Il punto di partenza sono le perdite che ogni giorno Alitalia accumula nella sua gestione ordinaria: oltre un milione al giorno per un totale nel 2016 di circa 400 milioni di euro. Oltre a questo, la confusione sembra regnare anche tra gli azionisti. Le banche italiane, che hanno problemi ben più gravi, sono stufe di volere mettere sempre risorse nuove in una compagnia che ha perso dal rilancio del 2009 ad oggi circa 2,6 miliardi di euro.

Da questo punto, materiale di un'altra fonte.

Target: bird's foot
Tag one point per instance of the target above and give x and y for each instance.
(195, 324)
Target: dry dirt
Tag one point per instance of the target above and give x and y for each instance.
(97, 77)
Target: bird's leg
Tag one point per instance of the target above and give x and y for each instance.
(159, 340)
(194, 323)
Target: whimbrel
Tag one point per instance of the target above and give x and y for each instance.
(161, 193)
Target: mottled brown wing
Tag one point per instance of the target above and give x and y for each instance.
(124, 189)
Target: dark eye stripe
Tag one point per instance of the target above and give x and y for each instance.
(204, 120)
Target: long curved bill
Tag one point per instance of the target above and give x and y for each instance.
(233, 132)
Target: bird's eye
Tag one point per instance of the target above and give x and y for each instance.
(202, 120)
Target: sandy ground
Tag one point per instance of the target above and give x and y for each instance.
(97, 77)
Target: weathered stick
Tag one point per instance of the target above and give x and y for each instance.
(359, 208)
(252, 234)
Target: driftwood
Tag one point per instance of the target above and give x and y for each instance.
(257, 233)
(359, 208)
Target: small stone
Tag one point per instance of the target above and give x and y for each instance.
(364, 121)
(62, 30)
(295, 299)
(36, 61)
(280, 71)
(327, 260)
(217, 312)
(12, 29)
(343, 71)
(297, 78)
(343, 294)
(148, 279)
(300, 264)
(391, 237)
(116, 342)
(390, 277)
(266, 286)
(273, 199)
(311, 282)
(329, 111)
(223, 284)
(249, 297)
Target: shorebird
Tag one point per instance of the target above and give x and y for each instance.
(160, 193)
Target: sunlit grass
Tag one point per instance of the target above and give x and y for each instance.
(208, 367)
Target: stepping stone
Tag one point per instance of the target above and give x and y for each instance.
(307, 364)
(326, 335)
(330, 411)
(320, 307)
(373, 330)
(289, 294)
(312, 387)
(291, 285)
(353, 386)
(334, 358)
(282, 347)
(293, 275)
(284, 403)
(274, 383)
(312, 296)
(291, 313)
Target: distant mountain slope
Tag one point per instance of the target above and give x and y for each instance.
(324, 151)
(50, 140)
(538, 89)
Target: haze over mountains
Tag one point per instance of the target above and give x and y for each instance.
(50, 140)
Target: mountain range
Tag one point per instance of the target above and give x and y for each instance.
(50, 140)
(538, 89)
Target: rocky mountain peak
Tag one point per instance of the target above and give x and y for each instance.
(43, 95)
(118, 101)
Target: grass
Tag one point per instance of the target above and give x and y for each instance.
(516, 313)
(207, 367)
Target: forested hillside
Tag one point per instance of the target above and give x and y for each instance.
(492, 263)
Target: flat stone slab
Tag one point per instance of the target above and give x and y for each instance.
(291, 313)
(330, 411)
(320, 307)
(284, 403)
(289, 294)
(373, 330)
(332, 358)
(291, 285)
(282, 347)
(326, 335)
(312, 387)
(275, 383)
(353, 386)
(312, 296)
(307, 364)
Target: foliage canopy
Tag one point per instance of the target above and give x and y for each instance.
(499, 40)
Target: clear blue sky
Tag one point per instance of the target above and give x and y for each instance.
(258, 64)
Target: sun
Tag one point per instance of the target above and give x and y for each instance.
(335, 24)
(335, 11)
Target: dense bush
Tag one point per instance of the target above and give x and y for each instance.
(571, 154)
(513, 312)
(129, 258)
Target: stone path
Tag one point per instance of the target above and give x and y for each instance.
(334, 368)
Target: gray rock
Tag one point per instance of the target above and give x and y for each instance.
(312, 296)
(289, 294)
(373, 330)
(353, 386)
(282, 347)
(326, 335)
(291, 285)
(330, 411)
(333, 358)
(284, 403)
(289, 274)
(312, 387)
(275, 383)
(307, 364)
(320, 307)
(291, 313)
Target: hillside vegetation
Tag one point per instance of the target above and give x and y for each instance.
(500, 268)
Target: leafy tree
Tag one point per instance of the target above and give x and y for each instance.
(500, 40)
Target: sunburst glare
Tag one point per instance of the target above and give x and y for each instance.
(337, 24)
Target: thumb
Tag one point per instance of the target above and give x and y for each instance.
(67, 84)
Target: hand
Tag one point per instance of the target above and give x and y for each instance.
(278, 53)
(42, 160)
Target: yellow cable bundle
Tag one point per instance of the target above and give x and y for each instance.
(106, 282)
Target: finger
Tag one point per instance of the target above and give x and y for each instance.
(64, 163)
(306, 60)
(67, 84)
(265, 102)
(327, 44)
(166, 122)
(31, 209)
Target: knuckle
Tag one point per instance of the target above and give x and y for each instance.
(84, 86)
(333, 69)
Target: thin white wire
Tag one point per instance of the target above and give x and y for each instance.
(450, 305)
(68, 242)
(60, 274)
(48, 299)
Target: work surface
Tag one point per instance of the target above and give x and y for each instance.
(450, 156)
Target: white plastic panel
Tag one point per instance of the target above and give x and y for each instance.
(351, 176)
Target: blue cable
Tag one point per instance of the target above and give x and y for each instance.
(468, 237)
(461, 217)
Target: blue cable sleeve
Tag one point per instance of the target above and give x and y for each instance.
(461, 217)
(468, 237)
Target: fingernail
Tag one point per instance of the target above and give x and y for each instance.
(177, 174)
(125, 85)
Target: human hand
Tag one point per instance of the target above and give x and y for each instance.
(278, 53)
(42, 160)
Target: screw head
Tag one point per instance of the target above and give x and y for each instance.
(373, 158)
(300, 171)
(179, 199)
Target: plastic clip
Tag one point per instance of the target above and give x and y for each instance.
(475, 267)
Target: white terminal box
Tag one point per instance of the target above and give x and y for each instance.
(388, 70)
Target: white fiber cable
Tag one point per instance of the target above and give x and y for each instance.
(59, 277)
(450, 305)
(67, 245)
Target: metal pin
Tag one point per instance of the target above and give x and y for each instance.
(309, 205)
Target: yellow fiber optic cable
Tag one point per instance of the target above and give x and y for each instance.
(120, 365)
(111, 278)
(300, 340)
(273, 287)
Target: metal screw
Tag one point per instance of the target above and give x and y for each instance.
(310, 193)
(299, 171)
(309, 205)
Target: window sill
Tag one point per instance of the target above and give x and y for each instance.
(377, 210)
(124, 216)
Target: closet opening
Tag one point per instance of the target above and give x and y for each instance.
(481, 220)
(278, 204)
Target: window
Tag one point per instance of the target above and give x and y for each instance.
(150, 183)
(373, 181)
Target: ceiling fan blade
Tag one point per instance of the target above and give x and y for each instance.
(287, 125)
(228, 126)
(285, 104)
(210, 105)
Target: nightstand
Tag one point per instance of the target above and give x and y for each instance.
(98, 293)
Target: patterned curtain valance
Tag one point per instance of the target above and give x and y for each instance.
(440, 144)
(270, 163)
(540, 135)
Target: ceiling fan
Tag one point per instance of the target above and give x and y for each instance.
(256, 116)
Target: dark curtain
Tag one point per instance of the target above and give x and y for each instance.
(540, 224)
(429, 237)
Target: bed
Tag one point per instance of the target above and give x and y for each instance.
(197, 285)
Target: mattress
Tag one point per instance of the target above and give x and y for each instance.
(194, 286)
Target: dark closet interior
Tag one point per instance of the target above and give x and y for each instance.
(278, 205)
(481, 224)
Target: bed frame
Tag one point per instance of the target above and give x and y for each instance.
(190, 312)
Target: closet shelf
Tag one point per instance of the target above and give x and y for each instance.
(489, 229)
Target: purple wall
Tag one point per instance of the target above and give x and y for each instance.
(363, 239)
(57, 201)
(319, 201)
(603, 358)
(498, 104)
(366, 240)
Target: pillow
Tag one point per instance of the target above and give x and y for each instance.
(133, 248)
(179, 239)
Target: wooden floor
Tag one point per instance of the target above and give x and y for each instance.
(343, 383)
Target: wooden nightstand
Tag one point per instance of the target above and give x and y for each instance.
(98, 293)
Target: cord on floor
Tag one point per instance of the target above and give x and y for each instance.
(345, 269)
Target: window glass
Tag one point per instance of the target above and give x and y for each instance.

Etihad, il partner industriale entrato con il 49 per cento nell’estate del 2014, ha invece problemi di management, dato che sono insistenti i rumors che l’amministratore delegato James Hogan sia in uscita.

Una situazione estremamente complicata in un mercato aereo che vede una forte crescita ma anche un ambiente sempre più competitivo. Prima che Alitalia torni ad essere "strategica" per la politica nazionale e prima che si levino nuovi scudi sull’italianità della compagnia è bene fare il punto della situazione.

Il mercato aereo è florido e cresce in Italia, così come in Europa dalla liberalizzazione europea del 1997 (ad eccezione della forte crisi economica 2008-9) in poi. Alitalia non è più un player globale o europeo, ma un piccolo vettore regionale. In termini di passeggeri nel 2016, mentre la compagnia italiana ha trasportato circa 20 milioni di passeggeri, Ryanair ne ha trasportati oltre 110 milioni. E proprio la low cost irlandese è il primo operatore in Italia, con circa una decina di milioni di passeggeri trasportati in più rispetto ad Alitalia, che avrà nel 2016 una quota di mercato poco superiore al 15 per cento (insediata anche da Easyjet).

Oltretutto la compagnia è costata circa 6 miliardi di euro alle tasche del contribuente dal fallimento del 2008 ad oggi, tenendo in considerazione anche lo scandalo della cassa integrazione speciale dei dipendenti dell’azienda.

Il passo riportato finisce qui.